- param_grid
list
with candidate parameters defining the grid over which a search is done
- data
a gpb.Dataset
object, used for training. Some functions, such as gpb.cv
,
may allow you to pass other types of data like matrix
and then separately supply
label
as a keyword argument.
- params
list
with other parameters not included in param_grid
- num_try_random
integer
with number of random trial on parameter grid. If NULL, a deterministic search is done
- nrounds
number of boosting iterations (= number of trees). This is the most important tuning parameter for boosting. Default = 100
- gp_model
A GPModel
object that contains the random effects (Gaussian process and / or grouped random effects) model
- use_gp_model_for_validation
Boolean (default = TRUE). If TRUE, the gp_model
(Gaussian process and/or random effects) is also used (in addition to the tree model) for calculating
predictions on the validation data. If FALSE, the gp_model
(random effects part) is ignored
for making predictions and only the tree ensemble is used for making predictions for calculating the validation / test error.
- train_gp_model_cov_pars
Boolean (default = TRUE). If TRUE, the covariance parameters
of the gp_model
(Gaussian process and/or random effects) are estimated in every
boosting iterations, otherwise the gp_model
parameters are not estimated.
In the latter case, you need to either estimate them beforehand or provide the values via
the init_cov_pars
parameter when creating the gp_model
- folds
list
provides a possibility to use a list of pre-defined CV folds
(each element must be a vector of test fold's indices). When folds are supplied,
the nfold
and stratified
parameters are ignored.
- nfold
the original dataset is randomly partitioned into nfold
equal size subsamples.
- label
Vector of labels, used if data
is not an gpb.Dataset
- weight
vector of response values. If not NULL, will set to dataset
- obj
objective function, can be character or custom objective function. Examples include
regression
, regression_l1
, huber
,
binary
, lambdarank
, multiclass
, multiclass
- eval
evaluation function(s). This can be a character vector, function, or list with a mixture of
strings and functions.
a. character vector:
If you provide a character vector to this argument, it should contain strings with valid
evaluation metrics.
See
the "metric" section of the parameter documentation
for a list of valid metrics.
b. function:
You can provide a custom evaluation function. This
should accept the keyword arguments preds
and dtrain
and should return a named
list with three elements:
name
: A string with the name of the metric, used for printing
and storing results.
value
: A single number indicating the value of the metric for the
given predictions and true values
higher_better
: A boolean indicating whether higher values indicate a better fit.
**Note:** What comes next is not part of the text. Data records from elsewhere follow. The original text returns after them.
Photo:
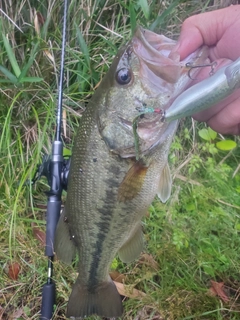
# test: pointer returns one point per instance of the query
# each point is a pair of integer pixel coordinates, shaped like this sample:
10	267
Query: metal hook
191	66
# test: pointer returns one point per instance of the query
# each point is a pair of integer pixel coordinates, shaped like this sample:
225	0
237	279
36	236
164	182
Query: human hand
220	31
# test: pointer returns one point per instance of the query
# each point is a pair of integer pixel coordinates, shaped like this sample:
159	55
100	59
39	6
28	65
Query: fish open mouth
161	68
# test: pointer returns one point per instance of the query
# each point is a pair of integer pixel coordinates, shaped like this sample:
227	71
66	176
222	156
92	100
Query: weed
193	238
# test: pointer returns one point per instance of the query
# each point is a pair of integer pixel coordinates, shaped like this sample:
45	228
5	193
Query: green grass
193	238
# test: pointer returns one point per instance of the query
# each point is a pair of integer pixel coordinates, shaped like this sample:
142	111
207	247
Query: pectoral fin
63	245
132	182
132	247
165	184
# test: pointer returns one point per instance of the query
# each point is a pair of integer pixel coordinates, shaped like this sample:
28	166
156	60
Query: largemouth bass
109	191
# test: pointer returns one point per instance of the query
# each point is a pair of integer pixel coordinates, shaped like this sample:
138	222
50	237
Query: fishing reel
45	170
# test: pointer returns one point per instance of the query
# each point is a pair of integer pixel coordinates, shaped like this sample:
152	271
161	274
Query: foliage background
192	240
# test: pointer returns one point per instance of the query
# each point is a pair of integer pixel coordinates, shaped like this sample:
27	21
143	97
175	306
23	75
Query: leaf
83	46
212	133
129	291
207	134
11	56
226	145
117	276
39	234
145	8
8	74
30	79
13	270
217	289
148	260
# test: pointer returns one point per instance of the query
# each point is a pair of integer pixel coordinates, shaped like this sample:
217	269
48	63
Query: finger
227	120
224	117
208	28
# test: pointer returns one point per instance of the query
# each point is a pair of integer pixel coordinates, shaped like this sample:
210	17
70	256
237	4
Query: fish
206	93
109	188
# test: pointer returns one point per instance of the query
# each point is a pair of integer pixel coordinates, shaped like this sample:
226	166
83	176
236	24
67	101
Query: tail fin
103	301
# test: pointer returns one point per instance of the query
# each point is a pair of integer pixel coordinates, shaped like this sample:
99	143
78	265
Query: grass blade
8	74
11	57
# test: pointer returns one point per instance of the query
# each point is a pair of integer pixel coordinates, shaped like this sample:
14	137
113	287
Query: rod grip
48	301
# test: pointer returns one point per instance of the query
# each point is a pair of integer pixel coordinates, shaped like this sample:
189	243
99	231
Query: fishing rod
56	170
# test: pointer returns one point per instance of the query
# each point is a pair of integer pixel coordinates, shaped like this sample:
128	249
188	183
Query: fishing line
56	167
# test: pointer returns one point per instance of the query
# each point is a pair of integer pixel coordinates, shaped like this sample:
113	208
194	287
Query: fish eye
123	76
For example, this would be FALSE
for metrics like MAE or RMSE.
c. list:
If a list is given, it should only contain character vectors and functions.
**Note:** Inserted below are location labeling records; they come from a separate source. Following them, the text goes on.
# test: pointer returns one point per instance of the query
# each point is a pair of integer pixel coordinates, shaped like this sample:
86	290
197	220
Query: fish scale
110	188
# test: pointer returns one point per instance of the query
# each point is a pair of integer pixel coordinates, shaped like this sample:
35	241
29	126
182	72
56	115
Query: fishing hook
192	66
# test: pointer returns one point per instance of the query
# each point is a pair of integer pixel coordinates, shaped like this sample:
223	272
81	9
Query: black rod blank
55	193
These should follow the requirements from the descriptions above.
- verbose_eval
integer
. Whether to display information on the progress of tuning parameter choice.
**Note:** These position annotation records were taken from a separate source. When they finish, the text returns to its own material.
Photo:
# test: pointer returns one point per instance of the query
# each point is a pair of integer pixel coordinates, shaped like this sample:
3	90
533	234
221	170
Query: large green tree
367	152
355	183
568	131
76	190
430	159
If None or 0, verbose is of.
If = 1, summary progress information is displayed for every parameter combination.
If >= 2, detailed progress is displayed at every boosting stage for every parameter combination.
- stratified
a boolean
indicating whether sampling of folds should be stratified
by the values of outcome labels.
- init_model
path of model file of gpb.Booster
object, will continue training from this model
- colnames
feature names, if not null, will use this to overwrite the names in dataset
- categorical_feature
categorical features. This can either be a character vector of feature
names or an integer vector with the indices of the features (e.g.
c(1L, 10L)
to say "the first and tenth columns").
- early_stopping_rounds
int. Activates early stopping. Requires at least one validation data
and one metric. When this parameter is non-null,
training will stop if the evaluation of any metric on any validation set
fails to improve for early_stopping_rounds
consecutive boosting rounds.
If training stops early, the returned model will have attribute best_iter
set to the iteration number of the best iteration.
- callbacks
List of callback functions that are applied at each iteration.
- ...
other parameters, see Parameters.rst for more information.